Descobri recentemente que Platão estava errado a respeito do amor. Talvez todos estivessem. Levei-me a acreditar que tua fria lógica pudesse ser considerada uma demonstração de afeto. Quando me beijavas, porém, toda a admiração se aplacava. Detalhes que não podias esconder por debaixo de grandiosas palavras, portanto abominavas. Deixei que me fizesse de marionete e coloquei-me a seus pés suplicando permissão para conhecer tua alma, mas te recusaste. Provavelmente fora melhor desta forma, considerando a semelhança entre tua alma e um espaço negro e vácuo. Estes dias, um estranho me contou alguns segredos, fazendo-me sentir especial, como nunca o fizeste.
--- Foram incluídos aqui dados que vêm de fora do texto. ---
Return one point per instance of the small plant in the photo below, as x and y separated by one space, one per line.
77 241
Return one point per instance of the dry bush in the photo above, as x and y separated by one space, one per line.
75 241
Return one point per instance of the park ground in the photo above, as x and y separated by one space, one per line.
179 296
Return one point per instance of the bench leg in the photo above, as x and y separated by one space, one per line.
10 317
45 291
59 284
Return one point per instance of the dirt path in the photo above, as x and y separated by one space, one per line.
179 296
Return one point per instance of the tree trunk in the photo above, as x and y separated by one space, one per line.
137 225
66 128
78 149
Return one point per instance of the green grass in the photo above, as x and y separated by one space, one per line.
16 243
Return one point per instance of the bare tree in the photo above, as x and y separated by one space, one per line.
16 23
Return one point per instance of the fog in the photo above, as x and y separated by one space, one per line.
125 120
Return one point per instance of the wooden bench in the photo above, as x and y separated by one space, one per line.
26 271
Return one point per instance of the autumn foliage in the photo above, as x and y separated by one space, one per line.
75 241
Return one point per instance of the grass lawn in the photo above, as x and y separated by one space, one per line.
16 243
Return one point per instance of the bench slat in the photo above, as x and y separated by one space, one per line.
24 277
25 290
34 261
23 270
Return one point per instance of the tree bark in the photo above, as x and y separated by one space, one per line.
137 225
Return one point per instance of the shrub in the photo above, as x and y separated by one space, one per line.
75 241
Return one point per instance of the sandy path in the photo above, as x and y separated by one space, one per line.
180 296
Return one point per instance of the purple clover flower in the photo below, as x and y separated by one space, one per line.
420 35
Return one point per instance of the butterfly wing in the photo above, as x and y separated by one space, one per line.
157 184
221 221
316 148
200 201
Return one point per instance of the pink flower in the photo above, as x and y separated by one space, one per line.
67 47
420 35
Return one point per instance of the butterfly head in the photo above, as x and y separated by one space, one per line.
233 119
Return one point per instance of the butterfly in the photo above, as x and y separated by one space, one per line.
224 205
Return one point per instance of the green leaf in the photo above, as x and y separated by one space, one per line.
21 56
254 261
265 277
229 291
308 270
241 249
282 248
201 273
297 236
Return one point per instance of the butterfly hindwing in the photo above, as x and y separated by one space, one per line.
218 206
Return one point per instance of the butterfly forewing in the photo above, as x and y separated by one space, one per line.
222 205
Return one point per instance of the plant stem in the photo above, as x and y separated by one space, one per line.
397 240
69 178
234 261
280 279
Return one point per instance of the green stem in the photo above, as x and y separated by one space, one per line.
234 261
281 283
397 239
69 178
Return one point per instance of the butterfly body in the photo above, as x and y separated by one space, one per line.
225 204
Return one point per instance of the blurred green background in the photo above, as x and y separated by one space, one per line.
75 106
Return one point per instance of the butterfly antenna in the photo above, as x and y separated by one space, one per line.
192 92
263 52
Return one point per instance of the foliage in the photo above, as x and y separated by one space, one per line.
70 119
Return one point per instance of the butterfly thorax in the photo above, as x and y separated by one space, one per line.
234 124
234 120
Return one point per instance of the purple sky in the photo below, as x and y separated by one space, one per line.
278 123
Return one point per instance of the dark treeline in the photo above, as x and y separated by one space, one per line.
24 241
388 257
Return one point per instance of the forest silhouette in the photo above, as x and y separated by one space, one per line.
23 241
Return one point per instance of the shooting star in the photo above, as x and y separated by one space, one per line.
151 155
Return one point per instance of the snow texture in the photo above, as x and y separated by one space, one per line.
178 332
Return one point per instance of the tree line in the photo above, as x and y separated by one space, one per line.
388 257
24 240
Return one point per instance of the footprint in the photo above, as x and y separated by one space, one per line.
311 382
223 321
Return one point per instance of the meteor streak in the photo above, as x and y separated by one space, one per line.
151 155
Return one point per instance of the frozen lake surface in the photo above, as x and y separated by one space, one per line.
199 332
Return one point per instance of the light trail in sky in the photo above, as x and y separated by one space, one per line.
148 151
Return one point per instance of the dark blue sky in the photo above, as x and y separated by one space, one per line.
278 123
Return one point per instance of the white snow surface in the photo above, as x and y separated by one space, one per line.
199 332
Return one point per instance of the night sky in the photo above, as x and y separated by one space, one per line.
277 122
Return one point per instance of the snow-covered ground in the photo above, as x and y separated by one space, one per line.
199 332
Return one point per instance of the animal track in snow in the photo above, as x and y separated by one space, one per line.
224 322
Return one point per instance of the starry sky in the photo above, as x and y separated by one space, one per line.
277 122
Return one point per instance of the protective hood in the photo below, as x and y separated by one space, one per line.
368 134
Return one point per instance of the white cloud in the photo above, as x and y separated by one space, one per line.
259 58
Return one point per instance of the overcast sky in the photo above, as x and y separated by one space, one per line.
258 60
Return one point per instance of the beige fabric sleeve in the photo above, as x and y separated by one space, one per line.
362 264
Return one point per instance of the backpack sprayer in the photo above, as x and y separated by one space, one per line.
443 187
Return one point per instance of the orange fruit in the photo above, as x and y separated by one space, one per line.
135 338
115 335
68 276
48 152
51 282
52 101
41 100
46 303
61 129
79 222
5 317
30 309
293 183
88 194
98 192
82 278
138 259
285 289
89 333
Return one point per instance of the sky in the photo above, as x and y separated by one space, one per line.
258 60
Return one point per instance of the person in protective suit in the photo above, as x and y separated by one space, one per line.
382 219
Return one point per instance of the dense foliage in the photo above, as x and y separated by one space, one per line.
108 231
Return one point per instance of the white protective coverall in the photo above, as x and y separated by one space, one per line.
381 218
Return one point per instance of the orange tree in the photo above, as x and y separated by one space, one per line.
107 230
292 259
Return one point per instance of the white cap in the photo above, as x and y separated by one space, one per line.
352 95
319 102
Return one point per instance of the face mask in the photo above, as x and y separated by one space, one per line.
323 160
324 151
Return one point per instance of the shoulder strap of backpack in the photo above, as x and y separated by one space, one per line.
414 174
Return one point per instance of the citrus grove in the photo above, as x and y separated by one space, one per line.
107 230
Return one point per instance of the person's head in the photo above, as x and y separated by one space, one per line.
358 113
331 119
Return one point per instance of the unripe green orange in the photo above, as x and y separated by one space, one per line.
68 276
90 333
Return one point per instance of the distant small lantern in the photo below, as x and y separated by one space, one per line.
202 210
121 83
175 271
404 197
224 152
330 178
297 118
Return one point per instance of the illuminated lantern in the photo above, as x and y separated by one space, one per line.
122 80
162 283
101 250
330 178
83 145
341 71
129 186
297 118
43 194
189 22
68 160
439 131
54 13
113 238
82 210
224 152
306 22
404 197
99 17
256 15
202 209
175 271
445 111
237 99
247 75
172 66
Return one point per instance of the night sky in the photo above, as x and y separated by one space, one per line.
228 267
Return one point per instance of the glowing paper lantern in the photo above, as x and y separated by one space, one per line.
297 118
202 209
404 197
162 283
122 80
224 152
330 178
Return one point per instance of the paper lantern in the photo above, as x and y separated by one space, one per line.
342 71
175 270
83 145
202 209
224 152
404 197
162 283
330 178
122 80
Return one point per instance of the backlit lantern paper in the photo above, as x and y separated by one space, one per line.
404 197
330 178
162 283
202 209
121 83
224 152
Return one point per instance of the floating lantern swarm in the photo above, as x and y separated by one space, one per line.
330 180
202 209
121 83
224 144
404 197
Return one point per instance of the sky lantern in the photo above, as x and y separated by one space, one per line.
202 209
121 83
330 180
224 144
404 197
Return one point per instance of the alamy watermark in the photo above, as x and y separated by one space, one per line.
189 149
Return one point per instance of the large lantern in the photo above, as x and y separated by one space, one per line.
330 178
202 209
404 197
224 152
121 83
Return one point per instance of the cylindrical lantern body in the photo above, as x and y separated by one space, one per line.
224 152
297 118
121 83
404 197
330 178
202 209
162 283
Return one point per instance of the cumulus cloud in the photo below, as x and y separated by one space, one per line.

Perguntei-me como um estranho poderia dedicar-me aquelas belas memórias, seus anseios mais profundos. Realizei-me esta é uma ação comum a todos aqueles que têm coração. Abri-lo, explorá-lo. Coisas estas que nunca fizeste, obviamente. Falavas de tantas coisas com propriedade, do sol, do mar, da política – até do amor! Falava deste como se fosse negável de emoções, como um órgão acuado dentro de um cadáver. Finge para ti mesmo que sabe de onde vens e para onde vai, para que não te depares com o imutável. Não te arrependes de quem deixas para trás, acreditas que é um ser superior que pode brincar com os sentimentos alheios, com aquele sorriso cínico no rosto. Gosta de sentir que é maior do que o espírito que te fez. Quem sabe um dia tu descubras que vives de mentiras. Talvez não. Quem sabe, quem saberá, já que não cabe mais a minha boa vontade ajudá-lo a descobrir.